<受験生の方へ>
能登半島地震や羽田空港の事故など、新年を迎えたものの、落ち着かない日々が続いています。被害に遭われた方に謹んでお悔みお見舞い申し上げます。
このような状況ではありますが、受験生のみなさんは、どうぞ体調を整え試験に臨んでください。
今日は私の専門の日本語教育について少し書きたいと思います。みなさんの同級生に外国出身の方はいますか。外国出身の高校生の中には、日本語の力が十分についていない中で進路選びをしなければならない人がいます。今、日本のさまざまな地域で、高校、教育委員会、NPO(非営利組織)が協力して支援をしていますが、その数は不足しています。
小中学校を含む公立学校全体の日本語指導が必要な子どもの数は年々増加し続けています。国境を越えて「移動するこどもたち」はこれからも増えていくことでしょう。高校では、23年度から日本語学習を卒業単位に3割程度まで認定できることになりました。しかし、これはまだ一歩にすぎません。支援や環境づくりはこれからますます必要となります。
日本語の力は人それぞれですが、進路選択やキャリア形成に不利にならないよう、学校での支援もとても大事です。もし近くに日本語で困っている人がいたら、優しく話しかけてみてください。何らかの事情であなた自身が外国に住んだことを想像してみてください。
日本語能力だけで人が判断されないためにも、日本語母語話者(日本人)一人ひとりの理解が重要だと考えています。

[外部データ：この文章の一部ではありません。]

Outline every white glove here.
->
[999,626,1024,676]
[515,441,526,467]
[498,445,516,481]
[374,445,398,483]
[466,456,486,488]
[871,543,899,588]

来年度から日本語教師は国家資格になります。これは長年日本語教育に携わってきた者からみれば画期的なことです。日本語教育の発展が社会支援につながると考えていますが、国家資格をどういかしていくかが今後、社会全体で問われていくことになります。
国籍を問わず、みなさんそれぞれの受験がうまくいくことを心より願っています。